When he sent her a black look, she laughed. “Yes, I know, easier said than done, but it’s time to go upstairs. After all our riding, you’ll need your rest.” Or at least distraction.
Grudgingly, he rose, carried the cylinder back to the sideboard, then followed her from the room.
At the top of the stairs, she paused, through the shadows met his eyes. “I’m going up to check on the children. I’ll join you shortly.”
He nodded. As she climbed the next flight of stairs, he walked slowly toward her room.
Logan stood by the window looking out on the wintry dark. A gap between two of the encirling trees offered a glimpse of moon-silvered sea rippling beneath an obsidian sky.
The more he remembered, the more he recalled of himself, of his past, the better he sensed what manner of man he was. Which, here and now, left him in a quandary. He was an honorable man—tried to live his life by that overriding precept—so was sleeping with his hostess, a beautiful, gently bred female with no effective protector—taking advantage of her, as most would deem it—the action of an honorable man?
To the man he now knew himself to be, the answer was a clear-cut no.
Last night … he didn’t know what he’d been thinking. In truth, he hadn’t been thinking; he’d responded to the challenge, the intrigue, the necessity of learning whether the night before had been dream or reality. But in satisfying his curiosity, he’d started something else—something he didn’t understand—for Linnet wasn’t just any woman, not to anyone, but most especially not to him.

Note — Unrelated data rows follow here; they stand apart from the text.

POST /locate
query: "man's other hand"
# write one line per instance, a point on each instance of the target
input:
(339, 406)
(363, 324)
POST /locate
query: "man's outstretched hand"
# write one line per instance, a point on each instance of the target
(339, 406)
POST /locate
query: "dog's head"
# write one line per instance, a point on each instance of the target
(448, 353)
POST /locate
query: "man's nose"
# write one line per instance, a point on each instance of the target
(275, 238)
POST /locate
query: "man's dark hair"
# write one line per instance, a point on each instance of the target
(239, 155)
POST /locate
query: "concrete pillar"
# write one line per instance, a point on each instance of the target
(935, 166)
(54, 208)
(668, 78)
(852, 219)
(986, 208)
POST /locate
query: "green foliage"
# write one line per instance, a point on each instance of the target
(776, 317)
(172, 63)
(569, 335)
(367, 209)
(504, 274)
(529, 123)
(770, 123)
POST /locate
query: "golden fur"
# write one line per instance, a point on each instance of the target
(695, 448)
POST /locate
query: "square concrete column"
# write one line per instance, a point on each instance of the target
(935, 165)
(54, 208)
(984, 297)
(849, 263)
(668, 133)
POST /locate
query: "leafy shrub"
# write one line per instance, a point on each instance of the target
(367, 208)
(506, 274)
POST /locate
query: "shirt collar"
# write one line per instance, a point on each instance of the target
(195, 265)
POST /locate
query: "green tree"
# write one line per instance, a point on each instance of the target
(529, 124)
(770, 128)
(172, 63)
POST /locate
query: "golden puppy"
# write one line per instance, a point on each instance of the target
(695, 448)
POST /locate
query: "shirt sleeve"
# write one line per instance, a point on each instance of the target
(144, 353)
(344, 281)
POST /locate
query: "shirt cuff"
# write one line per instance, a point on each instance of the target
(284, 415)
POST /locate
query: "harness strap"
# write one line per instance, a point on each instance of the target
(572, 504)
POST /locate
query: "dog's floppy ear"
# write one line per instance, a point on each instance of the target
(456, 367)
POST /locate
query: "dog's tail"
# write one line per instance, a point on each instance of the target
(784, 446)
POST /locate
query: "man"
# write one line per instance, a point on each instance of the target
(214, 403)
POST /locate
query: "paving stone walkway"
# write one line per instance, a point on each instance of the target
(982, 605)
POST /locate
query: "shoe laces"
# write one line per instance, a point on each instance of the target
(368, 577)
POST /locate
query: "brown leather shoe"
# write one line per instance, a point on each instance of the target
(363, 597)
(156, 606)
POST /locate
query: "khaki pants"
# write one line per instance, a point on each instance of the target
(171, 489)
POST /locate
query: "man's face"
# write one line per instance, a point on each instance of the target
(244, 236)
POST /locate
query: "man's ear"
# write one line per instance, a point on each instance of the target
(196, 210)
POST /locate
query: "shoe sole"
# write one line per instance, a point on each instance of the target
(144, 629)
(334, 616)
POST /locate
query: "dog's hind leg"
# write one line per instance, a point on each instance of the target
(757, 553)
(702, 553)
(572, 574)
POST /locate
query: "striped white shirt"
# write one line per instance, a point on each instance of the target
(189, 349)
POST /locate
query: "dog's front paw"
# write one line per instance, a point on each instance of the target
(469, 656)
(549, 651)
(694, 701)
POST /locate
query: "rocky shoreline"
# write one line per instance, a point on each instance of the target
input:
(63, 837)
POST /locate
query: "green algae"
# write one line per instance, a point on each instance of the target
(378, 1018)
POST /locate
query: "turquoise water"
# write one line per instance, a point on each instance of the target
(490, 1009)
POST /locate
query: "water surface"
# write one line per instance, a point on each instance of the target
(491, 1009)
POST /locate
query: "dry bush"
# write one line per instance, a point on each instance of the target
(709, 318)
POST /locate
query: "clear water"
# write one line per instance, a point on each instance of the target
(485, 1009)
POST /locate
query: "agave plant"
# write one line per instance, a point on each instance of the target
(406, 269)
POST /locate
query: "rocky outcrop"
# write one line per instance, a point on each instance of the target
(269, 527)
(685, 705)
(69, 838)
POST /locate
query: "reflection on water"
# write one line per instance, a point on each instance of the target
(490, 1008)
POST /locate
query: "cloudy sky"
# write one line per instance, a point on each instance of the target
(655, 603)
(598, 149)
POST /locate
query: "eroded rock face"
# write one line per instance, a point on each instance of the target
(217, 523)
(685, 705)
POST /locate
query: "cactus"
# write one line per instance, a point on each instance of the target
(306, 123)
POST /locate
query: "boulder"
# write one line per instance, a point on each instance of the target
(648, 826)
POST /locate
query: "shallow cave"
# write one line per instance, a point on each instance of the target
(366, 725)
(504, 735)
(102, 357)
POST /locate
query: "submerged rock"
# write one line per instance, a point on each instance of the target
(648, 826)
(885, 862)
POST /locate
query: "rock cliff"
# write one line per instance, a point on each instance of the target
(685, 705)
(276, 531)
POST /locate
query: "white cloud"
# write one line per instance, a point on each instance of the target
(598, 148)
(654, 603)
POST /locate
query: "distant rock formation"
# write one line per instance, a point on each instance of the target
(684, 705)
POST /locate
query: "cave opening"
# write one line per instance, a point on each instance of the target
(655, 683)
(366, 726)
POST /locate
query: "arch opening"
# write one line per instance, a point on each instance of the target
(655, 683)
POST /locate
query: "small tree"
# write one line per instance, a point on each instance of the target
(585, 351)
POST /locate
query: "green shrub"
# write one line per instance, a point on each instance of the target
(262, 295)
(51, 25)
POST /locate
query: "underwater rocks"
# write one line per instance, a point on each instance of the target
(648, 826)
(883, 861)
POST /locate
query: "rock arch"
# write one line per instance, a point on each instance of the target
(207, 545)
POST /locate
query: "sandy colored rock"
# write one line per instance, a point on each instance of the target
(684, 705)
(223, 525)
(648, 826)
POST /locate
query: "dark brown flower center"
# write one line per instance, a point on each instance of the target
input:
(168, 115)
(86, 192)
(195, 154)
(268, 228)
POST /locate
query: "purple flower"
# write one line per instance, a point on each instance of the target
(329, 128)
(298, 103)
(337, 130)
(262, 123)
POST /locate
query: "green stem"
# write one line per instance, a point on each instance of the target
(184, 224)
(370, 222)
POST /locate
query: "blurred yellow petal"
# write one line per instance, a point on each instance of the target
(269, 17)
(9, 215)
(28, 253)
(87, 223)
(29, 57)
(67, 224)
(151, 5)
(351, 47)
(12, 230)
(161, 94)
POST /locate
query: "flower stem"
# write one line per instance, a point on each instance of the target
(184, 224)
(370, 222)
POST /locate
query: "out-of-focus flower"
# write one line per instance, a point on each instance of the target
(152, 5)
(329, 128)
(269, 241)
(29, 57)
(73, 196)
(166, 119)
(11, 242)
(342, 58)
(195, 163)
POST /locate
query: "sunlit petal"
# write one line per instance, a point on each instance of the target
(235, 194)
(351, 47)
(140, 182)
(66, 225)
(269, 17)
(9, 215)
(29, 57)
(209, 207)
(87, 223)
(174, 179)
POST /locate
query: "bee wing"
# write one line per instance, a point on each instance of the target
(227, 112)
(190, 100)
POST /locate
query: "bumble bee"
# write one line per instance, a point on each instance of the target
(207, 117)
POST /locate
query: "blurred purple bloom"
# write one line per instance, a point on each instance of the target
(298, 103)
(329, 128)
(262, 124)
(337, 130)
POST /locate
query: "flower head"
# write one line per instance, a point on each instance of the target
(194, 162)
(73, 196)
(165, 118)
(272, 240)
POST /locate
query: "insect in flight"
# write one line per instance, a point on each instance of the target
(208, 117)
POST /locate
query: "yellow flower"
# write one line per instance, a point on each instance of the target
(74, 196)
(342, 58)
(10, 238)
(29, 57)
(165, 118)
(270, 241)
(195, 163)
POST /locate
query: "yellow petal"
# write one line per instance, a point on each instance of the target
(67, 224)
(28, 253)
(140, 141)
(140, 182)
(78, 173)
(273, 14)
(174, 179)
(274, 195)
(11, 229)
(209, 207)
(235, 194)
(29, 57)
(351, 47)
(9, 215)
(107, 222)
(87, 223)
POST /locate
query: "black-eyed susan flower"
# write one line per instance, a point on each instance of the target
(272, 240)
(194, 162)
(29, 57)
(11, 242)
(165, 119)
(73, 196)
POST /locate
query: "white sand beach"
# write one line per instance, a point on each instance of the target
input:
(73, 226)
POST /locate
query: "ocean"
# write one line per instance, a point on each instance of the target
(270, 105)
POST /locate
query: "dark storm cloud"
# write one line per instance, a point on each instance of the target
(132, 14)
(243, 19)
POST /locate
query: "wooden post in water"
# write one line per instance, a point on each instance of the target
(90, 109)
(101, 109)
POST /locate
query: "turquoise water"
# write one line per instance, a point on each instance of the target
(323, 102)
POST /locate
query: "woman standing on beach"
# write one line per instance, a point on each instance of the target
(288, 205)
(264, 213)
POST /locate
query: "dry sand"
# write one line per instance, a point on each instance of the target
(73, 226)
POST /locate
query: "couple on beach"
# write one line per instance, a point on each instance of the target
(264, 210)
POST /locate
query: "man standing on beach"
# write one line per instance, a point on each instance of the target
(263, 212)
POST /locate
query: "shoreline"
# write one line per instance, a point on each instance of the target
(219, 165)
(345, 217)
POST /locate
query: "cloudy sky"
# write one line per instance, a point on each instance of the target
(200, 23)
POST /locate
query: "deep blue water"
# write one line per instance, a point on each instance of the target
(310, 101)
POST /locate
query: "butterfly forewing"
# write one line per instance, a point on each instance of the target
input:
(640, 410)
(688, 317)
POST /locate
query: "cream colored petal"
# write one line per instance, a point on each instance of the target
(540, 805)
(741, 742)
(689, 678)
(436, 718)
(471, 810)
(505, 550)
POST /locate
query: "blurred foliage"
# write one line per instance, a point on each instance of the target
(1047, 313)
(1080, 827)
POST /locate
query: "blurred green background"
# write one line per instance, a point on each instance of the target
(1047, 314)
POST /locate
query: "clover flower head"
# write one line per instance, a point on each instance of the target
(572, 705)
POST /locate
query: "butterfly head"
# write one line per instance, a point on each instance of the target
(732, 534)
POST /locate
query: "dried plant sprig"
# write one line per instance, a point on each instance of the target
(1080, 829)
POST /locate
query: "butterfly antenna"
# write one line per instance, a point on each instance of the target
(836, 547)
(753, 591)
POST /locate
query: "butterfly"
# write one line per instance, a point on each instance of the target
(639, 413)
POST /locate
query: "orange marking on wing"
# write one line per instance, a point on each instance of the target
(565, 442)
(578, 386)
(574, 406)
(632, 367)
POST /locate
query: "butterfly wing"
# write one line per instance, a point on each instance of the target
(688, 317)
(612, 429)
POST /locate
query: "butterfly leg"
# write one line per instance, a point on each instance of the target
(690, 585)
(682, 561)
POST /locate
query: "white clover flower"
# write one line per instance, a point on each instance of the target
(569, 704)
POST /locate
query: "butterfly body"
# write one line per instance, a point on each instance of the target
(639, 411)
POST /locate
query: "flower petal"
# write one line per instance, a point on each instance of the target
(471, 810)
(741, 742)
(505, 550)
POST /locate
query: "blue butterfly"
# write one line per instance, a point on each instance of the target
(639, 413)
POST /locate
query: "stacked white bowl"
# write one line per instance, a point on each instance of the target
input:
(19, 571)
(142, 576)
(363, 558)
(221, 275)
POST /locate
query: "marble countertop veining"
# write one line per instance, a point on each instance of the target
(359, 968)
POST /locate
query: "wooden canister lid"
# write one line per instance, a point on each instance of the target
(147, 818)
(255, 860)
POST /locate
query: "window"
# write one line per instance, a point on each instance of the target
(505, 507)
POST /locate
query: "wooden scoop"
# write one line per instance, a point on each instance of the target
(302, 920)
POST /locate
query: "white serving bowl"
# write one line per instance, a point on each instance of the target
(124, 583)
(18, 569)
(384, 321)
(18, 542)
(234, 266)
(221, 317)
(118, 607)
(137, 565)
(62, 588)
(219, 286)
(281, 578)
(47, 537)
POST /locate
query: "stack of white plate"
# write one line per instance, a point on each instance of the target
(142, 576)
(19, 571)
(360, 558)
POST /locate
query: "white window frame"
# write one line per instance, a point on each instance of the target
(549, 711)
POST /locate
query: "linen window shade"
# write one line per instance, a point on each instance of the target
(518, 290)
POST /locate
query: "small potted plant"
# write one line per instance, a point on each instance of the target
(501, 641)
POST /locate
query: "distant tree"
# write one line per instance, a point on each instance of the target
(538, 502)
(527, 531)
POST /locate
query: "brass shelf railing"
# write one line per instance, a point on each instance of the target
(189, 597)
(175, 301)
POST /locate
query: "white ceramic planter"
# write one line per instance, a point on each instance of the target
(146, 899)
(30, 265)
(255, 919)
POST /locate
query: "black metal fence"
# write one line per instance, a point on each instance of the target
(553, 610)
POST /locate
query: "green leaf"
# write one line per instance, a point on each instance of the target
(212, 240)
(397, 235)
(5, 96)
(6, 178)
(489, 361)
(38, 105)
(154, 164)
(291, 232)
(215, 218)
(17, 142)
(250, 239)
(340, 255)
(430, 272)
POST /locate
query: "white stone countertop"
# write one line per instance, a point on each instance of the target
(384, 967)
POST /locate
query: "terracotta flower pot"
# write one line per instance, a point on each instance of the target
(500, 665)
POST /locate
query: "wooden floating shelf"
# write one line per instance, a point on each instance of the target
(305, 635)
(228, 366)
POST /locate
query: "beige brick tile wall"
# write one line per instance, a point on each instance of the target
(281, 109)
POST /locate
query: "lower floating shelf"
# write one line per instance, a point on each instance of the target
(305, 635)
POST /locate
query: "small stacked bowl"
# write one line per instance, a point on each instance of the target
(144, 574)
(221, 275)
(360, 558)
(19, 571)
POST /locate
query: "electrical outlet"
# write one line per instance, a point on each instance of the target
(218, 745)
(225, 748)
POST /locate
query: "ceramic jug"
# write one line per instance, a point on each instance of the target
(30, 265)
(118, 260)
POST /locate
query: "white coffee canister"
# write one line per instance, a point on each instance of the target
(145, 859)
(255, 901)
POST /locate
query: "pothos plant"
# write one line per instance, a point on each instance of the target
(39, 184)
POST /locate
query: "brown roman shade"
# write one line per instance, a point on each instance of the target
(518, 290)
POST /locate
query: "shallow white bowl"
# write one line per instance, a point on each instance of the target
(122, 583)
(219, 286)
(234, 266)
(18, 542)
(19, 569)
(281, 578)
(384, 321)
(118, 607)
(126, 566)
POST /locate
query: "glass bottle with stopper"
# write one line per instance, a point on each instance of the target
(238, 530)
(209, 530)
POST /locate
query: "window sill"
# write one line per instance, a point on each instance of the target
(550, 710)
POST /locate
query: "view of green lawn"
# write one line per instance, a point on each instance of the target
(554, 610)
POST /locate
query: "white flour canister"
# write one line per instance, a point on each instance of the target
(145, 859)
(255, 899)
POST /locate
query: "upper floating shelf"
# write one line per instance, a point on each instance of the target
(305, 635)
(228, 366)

The door opened. He turned. He hadn’t bothered to light the lamp.
The soft glow of the candle Linnet carried preceded her into the room. She entered, looked around and saw him, turned to set the candlestick on the tallboy and close the door. Then she walked toward him, the skirts of the fine,
green woollen gown she’d donned for the evening swaying enticingly about her long legs. The fabric clung lovingly to the sleek curves of breast and hip, reminding him of how those firm curves felt undulating beneath him.
Fisting one hand, he pushed the tantalizing memory aside. She’d made up her mind to be unattainable and, bastard-born, he had his own road to follow—wherever it might lead. There was no benefit to either of them in allowing whatever it was that had flared between them to deepen, to evolve.
He knew that, recognized and acknowledged that, knew that simply ending the budding liaison here and now was the honorable thing to do, yet …
She halted, close, too close to pretend that they hadn’t been—weren’t—lovers. Despite the nearness, she was tall enough to meet his gaze easily. She studied his eyes, then said, “I’ve a proposition for you.”
He arched his brows. Felt immediately wary, but whether of her, himself, or what might be coming he couldn’t have said.
Her lips curved. “I don’t believe it will hurt.” She paused, then went on, “I want you to educate me in the ways of the flesh. In every erotic, sinful pleasure.”
Lustful anticipation slammed through him.
Equally instinctive, the honorable part of him held firm. He tightened his jaw, tightened his hold on his baser impulses. “It might, perhaps, be wiser if we didn’t further indulge.”
Linnet’s brows flew high. So he could spend all night obsessing about what he couldn’t remember? “Hmm … no. That won’t do. It occurs to me that you are presently without coin or other material means to repay my hospitality.”